HX-MS reveals regions of PNKP FHA and phosphatase domain are protected by pXRCC4–LigIV. (A) Left panel, Woods plot of HX-MS PNKP peptide protection data in which peptides that are significantly protected in complex with pXRCC4–LigIV (Delta value < –1.4) are colored blue while those that show significantly enhanced exchange in the complex (Delta value > 1.4) are colored red. Right panel, overview of the PNKP structure with peptides showing significant protection colored blue. The phosphatase and kinase active sites are colored yellow (PDB ID: 1YJ5). (B) View of protected peptides within the FHA domain. The CK2-phosphorylated peptide from XRCC4 is coloured green (PDB ID: 1YJM). (C) View of the protected peptide within the PNKP phosphatase domain.

Figure 5.

PNKP E326K is competent to bind pXRCC4–LigIV. One mole equivalent PNKP (wt or E326K) was mixed with one mole equivalent of XRCC4–LigIV complex (+/– phosphorylation) and separated by Superdex 200 analytical gel filtration chromatography as in Figure 1B.

Figure 6.

E326K mutation abrogates recruitment of PNKP to sites of DNA damage. (A) U2OS cells were transiently transfected with EGFP–PNKP–wt (circles), EGFP–PNKP–R35A (triangles) or EGFP–PNKP–E326K (squares).
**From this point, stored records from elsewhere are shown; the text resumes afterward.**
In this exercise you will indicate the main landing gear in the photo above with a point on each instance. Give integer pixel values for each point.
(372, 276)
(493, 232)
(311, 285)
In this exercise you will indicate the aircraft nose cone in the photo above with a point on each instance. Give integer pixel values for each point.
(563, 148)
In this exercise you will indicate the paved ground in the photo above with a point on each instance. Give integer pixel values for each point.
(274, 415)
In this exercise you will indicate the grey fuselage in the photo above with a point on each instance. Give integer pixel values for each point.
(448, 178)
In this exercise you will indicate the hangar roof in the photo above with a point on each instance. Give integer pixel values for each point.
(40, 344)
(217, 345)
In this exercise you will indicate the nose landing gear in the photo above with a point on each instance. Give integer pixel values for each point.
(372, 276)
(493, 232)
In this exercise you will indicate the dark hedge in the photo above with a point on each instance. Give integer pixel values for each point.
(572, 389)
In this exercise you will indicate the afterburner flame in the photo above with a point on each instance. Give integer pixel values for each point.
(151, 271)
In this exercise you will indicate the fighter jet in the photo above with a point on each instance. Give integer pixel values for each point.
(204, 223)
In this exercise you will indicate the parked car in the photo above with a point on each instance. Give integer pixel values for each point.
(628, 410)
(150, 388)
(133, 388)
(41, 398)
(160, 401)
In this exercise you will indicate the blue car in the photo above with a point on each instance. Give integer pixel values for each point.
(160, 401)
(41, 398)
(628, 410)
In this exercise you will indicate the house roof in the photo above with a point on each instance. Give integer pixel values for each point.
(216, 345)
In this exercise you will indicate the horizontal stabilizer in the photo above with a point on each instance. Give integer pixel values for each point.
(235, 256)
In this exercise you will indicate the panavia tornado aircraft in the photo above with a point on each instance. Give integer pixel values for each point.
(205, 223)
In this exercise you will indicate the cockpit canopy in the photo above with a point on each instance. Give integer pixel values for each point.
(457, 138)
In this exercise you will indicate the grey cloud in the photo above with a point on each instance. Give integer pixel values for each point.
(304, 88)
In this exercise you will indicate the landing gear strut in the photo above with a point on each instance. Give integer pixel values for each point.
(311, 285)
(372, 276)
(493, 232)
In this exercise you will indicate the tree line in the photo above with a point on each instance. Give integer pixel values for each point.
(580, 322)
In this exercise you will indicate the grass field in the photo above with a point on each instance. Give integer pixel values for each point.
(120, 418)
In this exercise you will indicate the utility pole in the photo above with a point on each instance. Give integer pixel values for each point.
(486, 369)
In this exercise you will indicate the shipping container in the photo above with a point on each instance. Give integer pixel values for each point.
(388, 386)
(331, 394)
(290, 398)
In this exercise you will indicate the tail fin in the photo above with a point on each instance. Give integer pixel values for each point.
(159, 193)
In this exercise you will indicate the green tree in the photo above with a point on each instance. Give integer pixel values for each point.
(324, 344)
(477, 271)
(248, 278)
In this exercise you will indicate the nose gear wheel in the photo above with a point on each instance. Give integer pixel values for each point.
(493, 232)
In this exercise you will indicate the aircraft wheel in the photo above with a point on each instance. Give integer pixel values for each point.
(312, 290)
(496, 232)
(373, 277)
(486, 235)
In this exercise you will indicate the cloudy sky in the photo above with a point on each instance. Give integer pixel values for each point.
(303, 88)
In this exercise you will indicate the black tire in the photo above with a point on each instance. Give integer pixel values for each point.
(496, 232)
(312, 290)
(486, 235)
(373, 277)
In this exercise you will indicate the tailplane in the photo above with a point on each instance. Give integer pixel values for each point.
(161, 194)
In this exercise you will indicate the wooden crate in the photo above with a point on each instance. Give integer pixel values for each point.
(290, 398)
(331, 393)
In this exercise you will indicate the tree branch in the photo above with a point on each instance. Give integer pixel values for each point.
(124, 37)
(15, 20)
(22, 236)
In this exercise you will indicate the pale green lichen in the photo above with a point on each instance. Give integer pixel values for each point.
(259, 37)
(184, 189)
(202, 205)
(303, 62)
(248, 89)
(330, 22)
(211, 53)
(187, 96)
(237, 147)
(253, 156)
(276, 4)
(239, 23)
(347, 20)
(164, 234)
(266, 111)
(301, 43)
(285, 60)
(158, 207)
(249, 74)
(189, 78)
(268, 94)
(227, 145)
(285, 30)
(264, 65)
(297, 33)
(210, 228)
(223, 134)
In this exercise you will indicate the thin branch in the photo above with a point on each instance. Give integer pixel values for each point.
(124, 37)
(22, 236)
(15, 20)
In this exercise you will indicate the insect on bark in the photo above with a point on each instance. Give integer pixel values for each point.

Laser tracks were introduced after BrdU sensitization and the relative fluorescence determined at 30-s intervals. The means of 30 cells with standard error of the mean at each time point is shown. All data points for EGFP–PNKP–R35A and EGFP–PNKP–E326K were statistically significant (P < 0.05) with respect to EGFP–PNKP–wt. (B) Representative images of laser tracks in cells expressing EGFP–PNKP–wt, EGFP–PNKP–R35A and EGFP–PNKP–E326K. The images show GFP-tagged proteins expressed in the nuclei of individual cells. See Supplementary Figure S5 for an expanded view.

Figure 7.

E326K mutation reduces the interaction of PNKP with XRCC4. U2OS cells were transfected with EGFP–PNKP–wt, R35A or E326K and after 24 h, either unirradiated (–) or irradiated at 10 Gy and harvested after 1 h. PNKP was immunoprecipitated using anti-GFP antibody and immunoprecipitates were probed with antibodies to GFP (GFP-PNKP) or XRCC4 as shown. The doublets in blots of XRCC4 are likely due to phosphorylation as shown previously (48) and data not shown. The experiment shown is representative of three separate experiments.